IP Addressing and Subnetting

IP addressing is the shared vocabulary of routing, firewalls, Kubernetes Services, cloud VPCs, VPNs, and load balancers. Operators need to read CIDR notation quickly, identify local versus remote destinations, and understand why the selected source address matters.

Command Examples

ip addr show
ip route show
ip route get 198.51.100.10
ip -6 route show
ip -6 neigh show
getent ahosts example.com

Example output and meaning:

Command Example output What it does
ip addr show Interfaces, addresses, link state, counters, drops, and errors. Shows local interface state before blaming remote systems.
ip route show Destination, gateway, interface, and selected source address. Shows how the host will route the target flow.
ip route get 198.51.100.10 Destination, gateway, interface, and selected source address. Shows how the host will route the target flow.

CIDR and Prefixes

CIDR notation combines an address with a prefix length. The prefix is the network portion. The remaining bits identify hosts or interfaces inside that network.

Examples:

CIDR Meaning
10.0.0.0/8 Large private IPv4 block.
10.20.30.0/24 256 IPv4 addresses, commonly 254 usable host addresses.
192.0.2.10/32 One IPv4 host route.
2001:db8::/32 Documentation IPv6 prefix.
2001:db8:10::/64 Common IPv6 subnet size for one link.

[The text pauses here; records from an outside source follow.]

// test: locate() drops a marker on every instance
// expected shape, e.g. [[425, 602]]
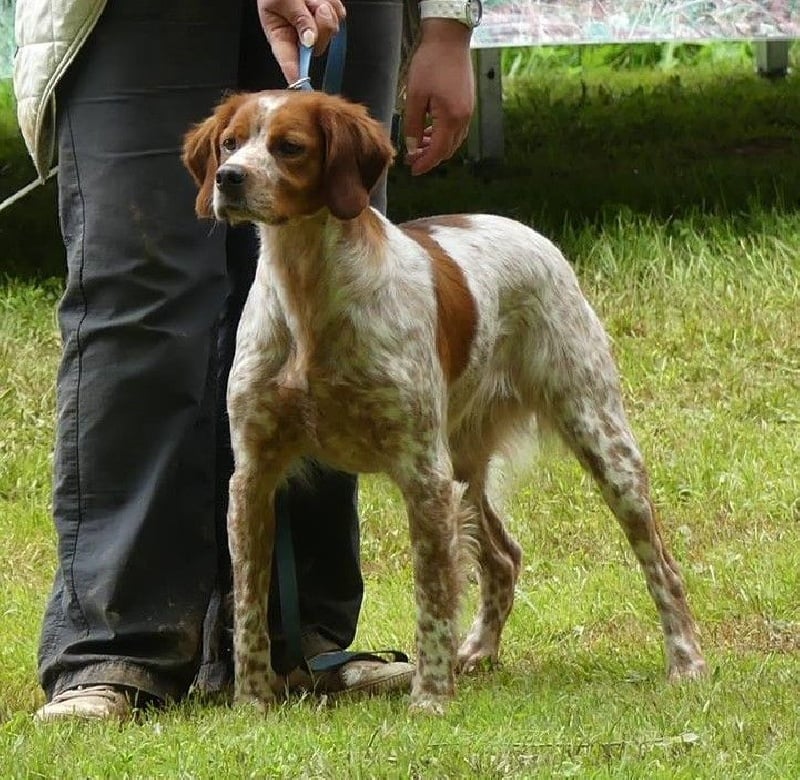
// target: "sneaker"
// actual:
[[88, 702], [363, 674]]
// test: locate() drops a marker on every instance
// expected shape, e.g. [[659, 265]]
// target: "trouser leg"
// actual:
[[134, 458]]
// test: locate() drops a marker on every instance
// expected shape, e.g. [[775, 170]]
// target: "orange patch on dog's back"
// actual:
[[456, 312]]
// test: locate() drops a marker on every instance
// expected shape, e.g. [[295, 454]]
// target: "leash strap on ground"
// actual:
[[284, 547]]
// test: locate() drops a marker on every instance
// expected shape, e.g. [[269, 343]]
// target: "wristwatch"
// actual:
[[468, 12]]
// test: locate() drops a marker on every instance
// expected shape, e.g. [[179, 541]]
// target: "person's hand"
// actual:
[[441, 85], [286, 22]]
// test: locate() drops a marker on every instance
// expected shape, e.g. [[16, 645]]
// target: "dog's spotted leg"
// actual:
[[597, 431], [434, 504], [499, 559], [251, 535]]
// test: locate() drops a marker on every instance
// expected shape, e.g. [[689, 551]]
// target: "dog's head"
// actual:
[[271, 156]]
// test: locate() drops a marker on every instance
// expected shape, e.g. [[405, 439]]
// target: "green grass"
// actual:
[[694, 266]]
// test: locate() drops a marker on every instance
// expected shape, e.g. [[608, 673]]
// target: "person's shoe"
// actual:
[[364, 674], [367, 678], [88, 702]]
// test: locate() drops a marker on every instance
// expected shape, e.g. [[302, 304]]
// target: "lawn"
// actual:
[[674, 193]]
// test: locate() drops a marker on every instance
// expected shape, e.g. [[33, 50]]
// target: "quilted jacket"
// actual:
[[49, 34]]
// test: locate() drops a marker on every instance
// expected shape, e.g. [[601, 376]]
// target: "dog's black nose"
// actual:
[[230, 179]]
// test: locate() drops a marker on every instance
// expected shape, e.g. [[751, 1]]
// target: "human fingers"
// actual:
[[284, 23]]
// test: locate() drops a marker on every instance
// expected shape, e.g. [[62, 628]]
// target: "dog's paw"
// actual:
[[427, 704]]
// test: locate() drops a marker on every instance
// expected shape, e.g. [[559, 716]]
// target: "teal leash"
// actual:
[[284, 545]]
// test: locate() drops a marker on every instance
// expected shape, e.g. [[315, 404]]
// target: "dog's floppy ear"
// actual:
[[357, 152], [201, 152]]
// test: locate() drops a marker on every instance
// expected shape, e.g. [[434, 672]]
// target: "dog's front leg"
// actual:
[[433, 501], [251, 536]]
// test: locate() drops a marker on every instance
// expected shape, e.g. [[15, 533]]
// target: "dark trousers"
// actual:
[[148, 320]]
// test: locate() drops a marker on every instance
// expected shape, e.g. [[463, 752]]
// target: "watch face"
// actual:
[[474, 11]]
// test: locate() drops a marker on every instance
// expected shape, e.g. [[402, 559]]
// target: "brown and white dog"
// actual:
[[416, 350]]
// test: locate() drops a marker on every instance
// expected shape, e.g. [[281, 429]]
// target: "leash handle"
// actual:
[[334, 67], [284, 547]]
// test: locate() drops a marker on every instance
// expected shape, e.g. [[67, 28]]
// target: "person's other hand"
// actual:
[[441, 86], [286, 22]]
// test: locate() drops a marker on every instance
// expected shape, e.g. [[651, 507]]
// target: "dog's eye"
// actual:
[[287, 148]]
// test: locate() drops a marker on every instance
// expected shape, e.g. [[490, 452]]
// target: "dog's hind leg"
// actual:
[[593, 424], [434, 504], [499, 559]]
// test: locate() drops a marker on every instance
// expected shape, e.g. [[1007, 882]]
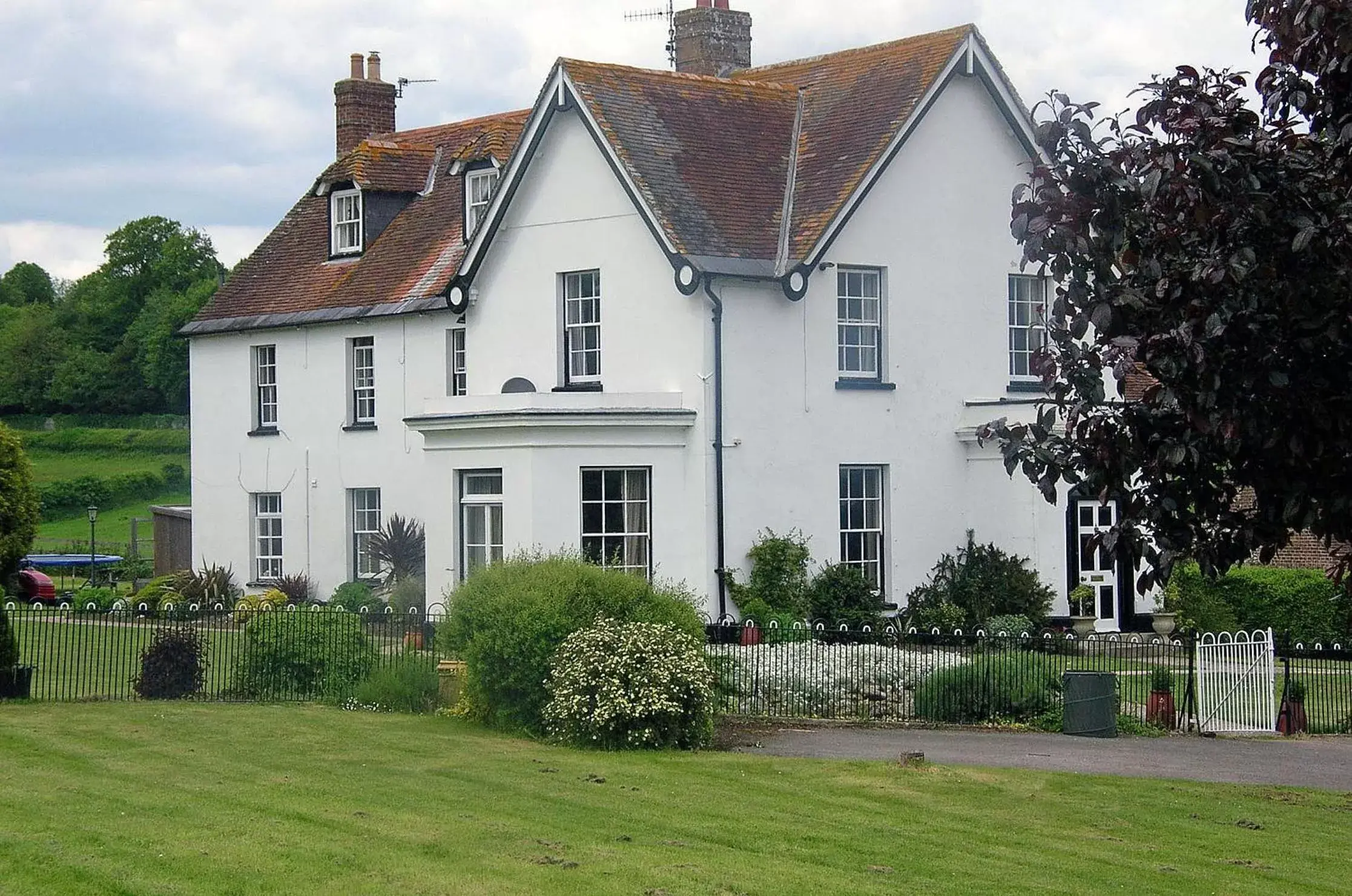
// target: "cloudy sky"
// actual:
[[219, 113]]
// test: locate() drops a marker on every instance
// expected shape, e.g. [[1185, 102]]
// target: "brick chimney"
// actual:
[[713, 39], [364, 103]]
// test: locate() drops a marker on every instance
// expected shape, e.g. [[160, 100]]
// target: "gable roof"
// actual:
[[750, 176], [289, 277]]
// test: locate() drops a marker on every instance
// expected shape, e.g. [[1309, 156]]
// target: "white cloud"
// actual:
[[222, 110]]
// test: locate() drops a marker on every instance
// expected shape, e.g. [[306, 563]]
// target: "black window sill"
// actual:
[[866, 386]]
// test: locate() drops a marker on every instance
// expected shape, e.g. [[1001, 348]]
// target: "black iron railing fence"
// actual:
[[246, 653]]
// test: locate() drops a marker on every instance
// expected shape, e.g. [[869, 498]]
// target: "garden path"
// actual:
[[1317, 763]]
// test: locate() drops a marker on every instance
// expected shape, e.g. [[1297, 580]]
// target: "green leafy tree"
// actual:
[[18, 503], [27, 284], [1210, 243]]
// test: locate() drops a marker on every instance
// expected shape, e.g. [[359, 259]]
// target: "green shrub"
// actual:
[[1011, 625], [172, 667], [302, 654], [1302, 604], [840, 594], [1017, 688], [8, 642], [622, 685], [509, 619], [409, 684], [983, 581], [356, 596], [778, 578], [943, 615]]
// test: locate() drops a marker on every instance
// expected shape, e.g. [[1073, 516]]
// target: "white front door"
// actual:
[[1098, 567]]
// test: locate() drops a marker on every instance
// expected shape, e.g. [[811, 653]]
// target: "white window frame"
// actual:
[[860, 323], [265, 387], [1025, 314], [582, 298], [361, 379], [863, 521], [457, 372], [629, 546], [267, 536], [480, 185], [364, 521], [480, 509], [345, 222]]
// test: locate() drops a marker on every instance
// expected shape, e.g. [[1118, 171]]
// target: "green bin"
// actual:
[[1090, 705]]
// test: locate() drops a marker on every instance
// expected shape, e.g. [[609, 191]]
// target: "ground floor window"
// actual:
[[862, 521], [616, 518], [480, 519], [366, 526], [267, 507]]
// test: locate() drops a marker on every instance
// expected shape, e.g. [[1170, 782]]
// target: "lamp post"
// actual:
[[94, 515]]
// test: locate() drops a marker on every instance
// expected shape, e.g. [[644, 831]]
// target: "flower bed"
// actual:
[[825, 682]]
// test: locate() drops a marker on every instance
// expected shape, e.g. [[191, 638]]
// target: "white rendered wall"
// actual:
[[937, 222]]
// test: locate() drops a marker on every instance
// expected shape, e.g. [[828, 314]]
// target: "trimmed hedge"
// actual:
[[119, 441], [509, 619], [1298, 603]]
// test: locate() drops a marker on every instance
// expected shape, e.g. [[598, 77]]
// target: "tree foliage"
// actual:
[[107, 344], [1209, 243], [18, 503]]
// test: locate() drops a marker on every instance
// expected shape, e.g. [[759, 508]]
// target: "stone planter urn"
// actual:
[[1083, 626], [450, 682]]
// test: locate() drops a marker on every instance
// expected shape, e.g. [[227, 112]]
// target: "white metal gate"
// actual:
[[1236, 683]]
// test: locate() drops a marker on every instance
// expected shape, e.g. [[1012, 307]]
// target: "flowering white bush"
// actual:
[[825, 680], [626, 685]]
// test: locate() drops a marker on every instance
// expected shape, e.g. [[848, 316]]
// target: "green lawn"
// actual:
[[272, 799]]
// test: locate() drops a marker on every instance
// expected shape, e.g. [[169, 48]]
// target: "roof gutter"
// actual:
[[721, 569]]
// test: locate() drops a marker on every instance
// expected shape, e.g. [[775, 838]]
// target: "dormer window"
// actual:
[[479, 193], [345, 219]]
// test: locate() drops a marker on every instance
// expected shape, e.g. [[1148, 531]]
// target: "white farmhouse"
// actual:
[[647, 318]]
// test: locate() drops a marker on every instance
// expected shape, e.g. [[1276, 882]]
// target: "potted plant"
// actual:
[[1159, 706], [15, 680], [1291, 718], [1082, 610], [1164, 619]]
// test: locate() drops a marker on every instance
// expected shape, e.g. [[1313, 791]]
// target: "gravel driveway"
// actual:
[[1317, 763]]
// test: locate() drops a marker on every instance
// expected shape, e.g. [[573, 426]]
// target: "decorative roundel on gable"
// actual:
[[796, 283], [457, 299], [687, 278]]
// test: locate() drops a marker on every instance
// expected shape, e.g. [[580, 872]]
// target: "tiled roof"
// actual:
[[855, 103], [711, 160], [415, 256]]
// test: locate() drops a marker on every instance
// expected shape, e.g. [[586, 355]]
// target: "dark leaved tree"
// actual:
[[1208, 243]]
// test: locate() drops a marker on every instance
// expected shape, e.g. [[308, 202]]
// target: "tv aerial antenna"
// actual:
[[670, 14], [402, 83]]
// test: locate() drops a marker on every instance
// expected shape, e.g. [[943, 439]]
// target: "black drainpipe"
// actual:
[[718, 444]]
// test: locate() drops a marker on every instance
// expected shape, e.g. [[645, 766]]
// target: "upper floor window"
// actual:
[[582, 328], [859, 323], [456, 371], [1026, 324], [267, 518], [479, 193], [363, 365], [265, 387], [345, 218]]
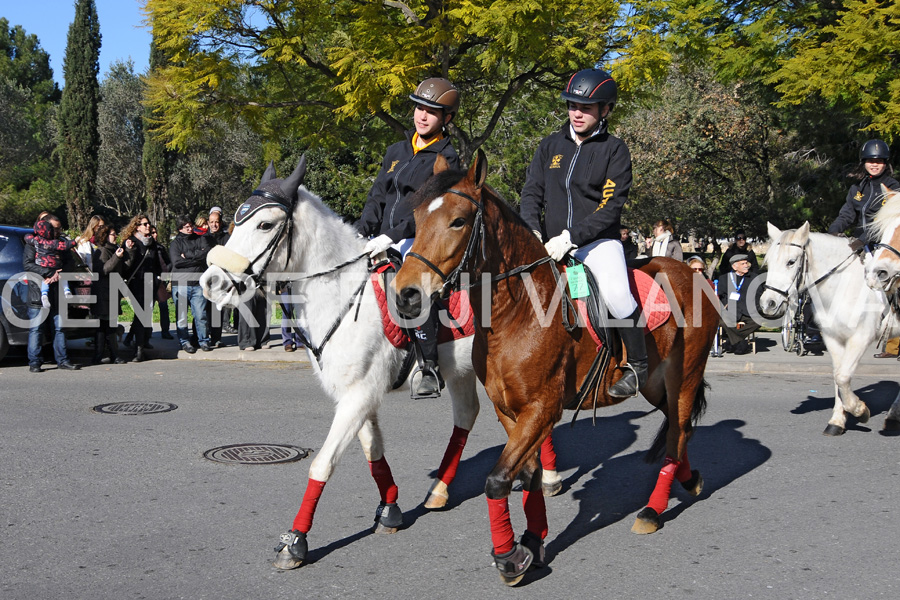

Longest-prefix match wins. A /32 host route beats a /24, which beats a /16, which beats a default route.

Local Versus Routed

If the destination is inside a directly connected subnet, the host resolves a link-layer neighbor and sends directly. If not, it sends to a gateway. A wrong subnet mask can make a host ARP for a remote system that should have gone through a router.

Private, Public, and Special Ranges

Operators should recognize common special ranges:

  • RFC 1918 private IPv4: 10.0.0.0/8, 172.16.0.0/12, 192.168.0.0/16,
  • loopback: 127.0.0.0/8 and ::1,
  • link-local: 169.254.0.0/16 and fe80::/10,
  • documentation: 192.0.2.0/24, 198.51.100.0/24, 203.0.113.0/24, and 2001:db8::/32.

Cloud and Kubernetes networks often overlap with private ranges. Overlap between a laptop VPN, VPC, Pod CIDR, Service CIDR, and on-prem network can produce confusing route and NAT failures.

IPv6 Basics

IPv6 is not just bigger IPv4. Hosts often have multiple IPv6 addresses, including link-local addresses. Neighbor Discovery replaces ARP, router advertisements can provide network configuration, and many links use /64 prefixes.

Dual-stack failures often look like intermittent application timeouts because clients may try IPv6 first, fall back to IPv4, or race both families.

Source Address Selection

The route lookup chooses not only an egress interface and next hop, but often a source address. Firewalls, replies, TLS certificates, and upstream ACLs may depend on that source address. Use ip route get to inspect the decision Linux would make.

Troubleshooting Flow

  1. Confirm the local addresses and prefix lengths.
  2. Confirm the selected route with ip route get.
  3. Confirm whether the destination should be local or routed.
  4. Check the default gateway.
  5. Check source address selection.
  6. Check for overlapping private ranges.
  7. For dual stack, test A/AAAA and IPv4/IPv6 paths separately.

Study Cards

Question

What does a CIDR prefix length describe?

Answer

How many leading address bits are the network prefix used for routing decisions.

Question

What is longest-prefix match?

Answer

The most specific matching route wins over broader matching routes.

Question

Why does source address selection matter?

Answer

Return routing, firewall policy, ACLs, and upstream expectations can depend on the chosen source address.